Ce n’est pas surprenant : quand les gens décident, ils s’informent, ils connaissent mieux leur système. On l’a observé lors du référendum sur le projet de Constitution sur l’Europe en 2005. On a appris énormément du fonctionnement des institutions, bien plus qu’on en aurait appris dans un cours sur les institutions européennes, parce que les gens ont lu le traité et en ont discuté. Par ailleurs, cela entraîne un autre effet très fort sur la compétence politique, c’est-à-dire la capacité à expliquer pourquoi vous avez voté d’une certaine façon, en donnant des arguments. La qualité de la délibération politique est donc renforcée.

L’autre conséquence majeure du RIC, c’est son effet sur la vivacité du tissu associatif. On a énormément d’associations dans notre pays mais elles pèsent difficilement dans le débat public, à moins d’être un gros lobby avec de gros moyens. Au contraire, quand vous disposez du RIC, l’association qui défend des causes similaires aux vôtres est le premier lieu où vous allez. Vous allez chercher cette expertise. Le tissu associatif est donc bien plus fort.

Il y a aussi un effet attesté sur le degré de bonheur déclaré. Cela peut faire sourire mais les personnes déclarent un bonheur plus élevé quand elles ont plus de contrôle sur leur destin. C’est logique : aujourd’hui, on a la sensation d’être soumis à de l’arbitraire, de subir, ce qui nous rend malheureux.
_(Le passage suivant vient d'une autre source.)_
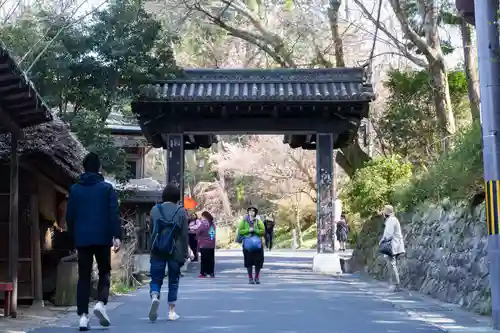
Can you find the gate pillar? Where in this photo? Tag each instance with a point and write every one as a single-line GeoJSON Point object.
{"type": "Point", "coordinates": [324, 195]}
{"type": "Point", "coordinates": [175, 161]}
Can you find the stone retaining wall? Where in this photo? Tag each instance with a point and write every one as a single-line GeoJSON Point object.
{"type": "Point", "coordinates": [446, 254]}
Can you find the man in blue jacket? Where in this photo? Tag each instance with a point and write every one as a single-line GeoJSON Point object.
{"type": "Point", "coordinates": [94, 223]}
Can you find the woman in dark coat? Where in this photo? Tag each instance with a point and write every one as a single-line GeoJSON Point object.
{"type": "Point", "coordinates": [342, 231]}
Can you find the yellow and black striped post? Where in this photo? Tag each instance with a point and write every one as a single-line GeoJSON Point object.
{"type": "Point", "coordinates": [492, 190]}
{"type": "Point", "coordinates": [488, 48]}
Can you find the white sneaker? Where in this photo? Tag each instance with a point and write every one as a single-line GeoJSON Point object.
{"type": "Point", "coordinates": [173, 316]}
{"type": "Point", "coordinates": [100, 313]}
{"type": "Point", "coordinates": [84, 323]}
{"type": "Point", "coordinates": [153, 310]}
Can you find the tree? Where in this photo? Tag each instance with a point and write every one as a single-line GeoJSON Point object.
{"type": "Point", "coordinates": [419, 20]}
{"type": "Point", "coordinates": [408, 125]}
{"type": "Point", "coordinates": [280, 173]}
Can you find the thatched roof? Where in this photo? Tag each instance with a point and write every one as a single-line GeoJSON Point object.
{"type": "Point", "coordinates": [18, 97]}
{"type": "Point", "coordinates": [52, 146]}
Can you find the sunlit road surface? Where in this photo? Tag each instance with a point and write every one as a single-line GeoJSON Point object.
{"type": "Point", "coordinates": [291, 299]}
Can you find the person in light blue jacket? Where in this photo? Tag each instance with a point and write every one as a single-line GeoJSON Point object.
{"type": "Point", "coordinates": [94, 225]}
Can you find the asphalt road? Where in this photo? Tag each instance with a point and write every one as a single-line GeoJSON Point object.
{"type": "Point", "coordinates": [291, 299]}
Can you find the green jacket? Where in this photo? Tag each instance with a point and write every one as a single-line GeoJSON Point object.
{"type": "Point", "coordinates": [244, 227]}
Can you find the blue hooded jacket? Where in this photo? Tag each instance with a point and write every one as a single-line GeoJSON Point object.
{"type": "Point", "coordinates": [92, 213]}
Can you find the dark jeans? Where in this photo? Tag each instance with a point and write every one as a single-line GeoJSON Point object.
{"type": "Point", "coordinates": [102, 254]}
{"type": "Point", "coordinates": [193, 245]}
{"type": "Point", "coordinates": [157, 272]}
{"type": "Point", "coordinates": [269, 240]}
{"type": "Point", "coordinates": [207, 264]}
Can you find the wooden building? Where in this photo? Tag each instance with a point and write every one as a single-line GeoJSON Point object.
{"type": "Point", "coordinates": [140, 193]}
{"type": "Point", "coordinates": [49, 162]}
{"type": "Point", "coordinates": [20, 107]}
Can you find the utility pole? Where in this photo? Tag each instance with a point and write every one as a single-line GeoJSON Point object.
{"type": "Point", "coordinates": [488, 49]}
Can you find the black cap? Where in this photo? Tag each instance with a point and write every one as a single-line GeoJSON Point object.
{"type": "Point", "coordinates": [254, 209]}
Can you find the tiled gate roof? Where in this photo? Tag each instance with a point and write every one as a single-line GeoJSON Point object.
{"type": "Point", "coordinates": [240, 85]}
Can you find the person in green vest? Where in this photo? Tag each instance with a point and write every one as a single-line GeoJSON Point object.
{"type": "Point", "coordinates": [253, 254]}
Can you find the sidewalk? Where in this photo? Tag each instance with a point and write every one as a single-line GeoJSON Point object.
{"type": "Point", "coordinates": [448, 317]}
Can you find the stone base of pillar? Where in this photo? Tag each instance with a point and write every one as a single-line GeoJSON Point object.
{"type": "Point", "coordinates": [327, 264]}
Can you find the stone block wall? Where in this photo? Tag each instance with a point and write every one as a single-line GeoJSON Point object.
{"type": "Point", "coordinates": [446, 255]}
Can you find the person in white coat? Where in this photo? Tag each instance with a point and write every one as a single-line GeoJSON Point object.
{"type": "Point", "coordinates": [393, 232]}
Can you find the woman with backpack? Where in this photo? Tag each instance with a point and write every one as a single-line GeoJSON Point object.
{"type": "Point", "coordinates": [342, 231]}
{"type": "Point", "coordinates": [169, 249]}
{"type": "Point", "coordinates": [250, 232]}
{"type": "Point", "coordinates": [205, 233]}
{"type": "Point", "coordinates": [193, 241]}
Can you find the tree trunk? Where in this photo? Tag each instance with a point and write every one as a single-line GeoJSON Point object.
{"type": "Point", "coordinates": [298, 226]}
{"type": "Point", "coordinates": [442, 98]}
{"type": "Point", "coordinates": [333, 16]}
{"type": "Point", "coordinates": [470, 68]}
{"type": "Point", "coordinates": [352, 158]}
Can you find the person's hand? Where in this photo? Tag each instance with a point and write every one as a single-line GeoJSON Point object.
{"type": "Point", "coordinates": [116, 244]}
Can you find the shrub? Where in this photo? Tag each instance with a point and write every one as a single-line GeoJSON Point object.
{"type": "Point", "coordinates": [373, 185]}
{"type": "Point", "coordinates": [456, 175]}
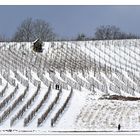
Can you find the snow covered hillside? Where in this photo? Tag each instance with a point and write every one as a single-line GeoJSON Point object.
{"type": "Point", "coordinates": [90, 86]}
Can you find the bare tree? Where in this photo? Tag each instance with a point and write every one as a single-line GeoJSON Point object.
{"type": "Point", "coordinates": [112, 32]}
{"type": "Point", "coordinates": [43, 30]}
{"type": "Point", "coordinates": [24, 31]}
{"type": "Point", "coordinates": [3, 38]}
{"type": "Point", "coordinates": [30, 30]}
{"type": "Point", "coordinates": [107, 32]}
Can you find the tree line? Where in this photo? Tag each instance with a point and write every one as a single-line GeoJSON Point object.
{"type": "Point", "coordinates": [30, 30]}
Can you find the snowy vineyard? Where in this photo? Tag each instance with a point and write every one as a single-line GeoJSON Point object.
{"type": "Point", "coordinates": [62, 89]}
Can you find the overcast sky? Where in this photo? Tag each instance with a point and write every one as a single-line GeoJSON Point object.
{"type": "Point", "coordinates": [68, 21]}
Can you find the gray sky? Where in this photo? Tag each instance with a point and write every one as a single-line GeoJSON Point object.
{"type": "Point", "coordinates": [68, 21]}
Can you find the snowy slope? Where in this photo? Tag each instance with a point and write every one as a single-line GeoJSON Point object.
{"type": "Point", "coordinates": [92, 69]}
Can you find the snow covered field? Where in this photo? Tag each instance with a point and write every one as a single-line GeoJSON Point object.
{"type": "Point", "coordinates": [84, 73]}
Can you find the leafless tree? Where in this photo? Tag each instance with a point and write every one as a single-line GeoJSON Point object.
{"type": "Point", "coordinates": [30, 30]}
{"type": "Point", "coordinates": [112, 32]}
{"type": "Point", "coordinates": [24, 31]}
{"type": "Point", "coordinates": [43, 30]}
{"type": "Point", "coordinates": [107, 32]}
{"type": "Point", "coordinates": [3, 38]}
Si vous avez les clés du jeu en main, le bonheur déclaré est plus fort.

Il y a encore d’autres effets, notamment sur la limitation des privilèges des élus. Dans les pays qui ont le RIC, les premiers référendums portent toujours sur des mesures qui limitent les frais de fonction, les mandats, les rémunérations, sur la lutte contre la corruption ou pour plus de transparence politique. Le premier RIC dans l’histoire portait par exemple sur la limitation des rémunérations d’un gouverneur aux États-Unis.

« Je vois la lutte pour le RIC comme la continuité des luttes pour les droits civiques et politiques. Pour moi, c’est la même chose que la lutte pour le suffrage féminin, contre le suffrage censitaire. »

On a un effet aussi sur la qualité de la représentation politique et sur l’instauration de la proportionnelle. Souvent, quand on pense au RIC, on se dit qu’on va voter tout le temps sur tout, mais il ne fonctionne pas ainsi. Il fait surtout peser une épée de Damoclès sur la tête des représentants, qui travaillent différemment parce qu’ils savent que le peuple est souverain. Par exemple, en France, il ne viendrait pas à l’idée de la police d’éborgner un député dans une manifestation. Quand les citoyens ont des droits élevés, la police se comporte différemment, les services publics sont d’une autre qualité, les élus disent des choses différentes, prennent des décisions de façon alternative, car la crainte du pouvoir des citoyens est plus forte. 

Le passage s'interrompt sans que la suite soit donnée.